’Tis the season . . . for wasps to come in the house from the fireplace. It’s a bad time for them and for us. More specifically, it’s a bad time for me.
I have a fear of stinging insects dating back to when, as a toddler on my grandparents’ driveway, I stepped on a bee with my bare foot and it stung me between my toes. I was holding my grandmother’s hand, and when I screamed, she swatted at the dazed bee buzzing around her leg and took me inside. There, she pulled the tiny stinger out with tweezers and dabbed the puncture with some concoction that included vinegar. (I believe that also was the day I developed a lifelong gag reflex to the smell of vinegar.)
Now, every fall as the weather begins to get cooler, wasps come in the house from the fireplace. Their origin is a large annual nest outside the mesh and under the protective cover of the chimney cap. There’s obviously a hole in the mesh that allows them to get through and come down. Then for a few weeks, they come into the den and head for the kitchen. They’re “drunk and dumb,” as I like to describe them, because they mostly just bounce along the floor, windows and walls until they land and seem to wait to be swatted.

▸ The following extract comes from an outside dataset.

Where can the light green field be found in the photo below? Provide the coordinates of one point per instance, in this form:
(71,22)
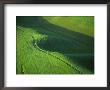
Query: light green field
(55,45)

They’re not especially aggressive in their fall drunkeness, and yet their presence triggers my fear and the battle is on. Armed with a step stool and fly swatter, I follow them around making wild swings that miss and rile them up or direct hits that send them to the wood floor where they’re hard to see among the knotholes and blemishes. Sometimes one will fly up over the top of the cabinets, never to be seen again.
I’ve tried different strategies to stop the invasion, including shooting wasp spray up into the flu or having our exterminator blow his special dust up there. Some years I’ve sealed the fireplace shut with black plastic and tape that matches the black marble tile. One year I bought a telescoping aluminum pole and knocked down the wasp nest, while last year I made a net frame to cover the opening of the fireplace. I’ve done all that and still the wasps come down the chimney and spark my fear.
This year the exterminator dusted early, and after the first two wasps came in, it was time for something new. I lit a fire in the fireplace and after it flamed, I opened the damper and it rained dead wasps onto the gas logs, which means the dust worked. I let the fire burn a few hours, even though it was 80 degrees outside, but after I shut it off, wasps began coming in again. So, I sprayed again and deployed the net and started swatting the wasps that dared to fly or crawl into the room.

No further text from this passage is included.